From 82915a5c9808c3542048e5f4d13e4fa073da89d7 Mon Sep 17 00:00:00 2001
From: Rhyannon Joy Rodriguez <rhyannonjoy@gmail.com>
Date: Fri, 8 May 2026 16:13:18 -0700
Subject: [PATCH] [add] platforms (Issue #27)

---
 README.md                       |  2 +-
 SPEC.md                         | 20 +----------
 site/config/_default/menus.toml |  5 +++
 site/content/platforms.md       | 63 +++++++++++++++++++++++++++++++++
 4 files changed, 70 insertions(+), 20 deletions(-)

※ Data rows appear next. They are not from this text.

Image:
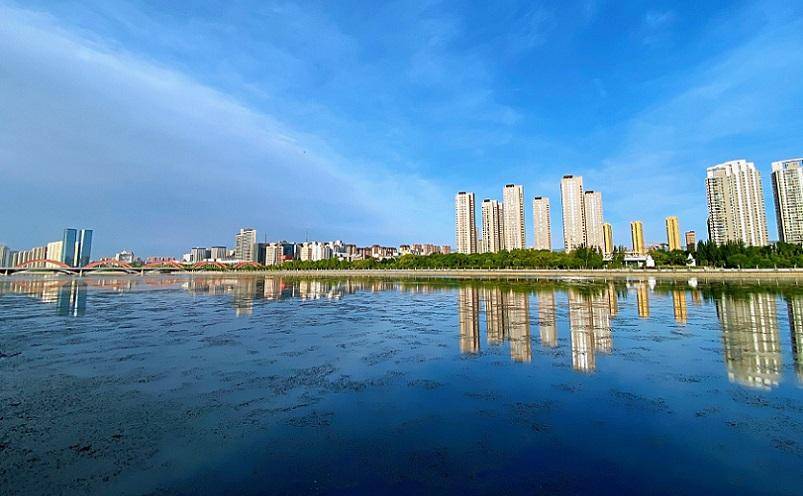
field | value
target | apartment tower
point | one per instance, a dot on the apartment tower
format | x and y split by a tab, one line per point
492	227
542	226
673	233
592	208
465	224
637	237
571	200
736	204
513	199
691	241
607	236
245	243
787	189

 create mode 100644 site/content/platforms.md

diff --git a/README.md b/README.md
index f0c012e..a3254c5 100644
--- a/README.md
+++ b/README.md
@@ -98,7 +98,7 @@ This spec is open for community review. We welcome:
 - **Proposed changes**: Submit a pull request (open an issue first for
   significant changes)
 - **Platform data**: If you know a platform's truncation limits, contribute to
-  the [Known Platform Limits](SPEC.md#known-platform-limits) table
+  [the Platforms tables](./site/content/platforms.md)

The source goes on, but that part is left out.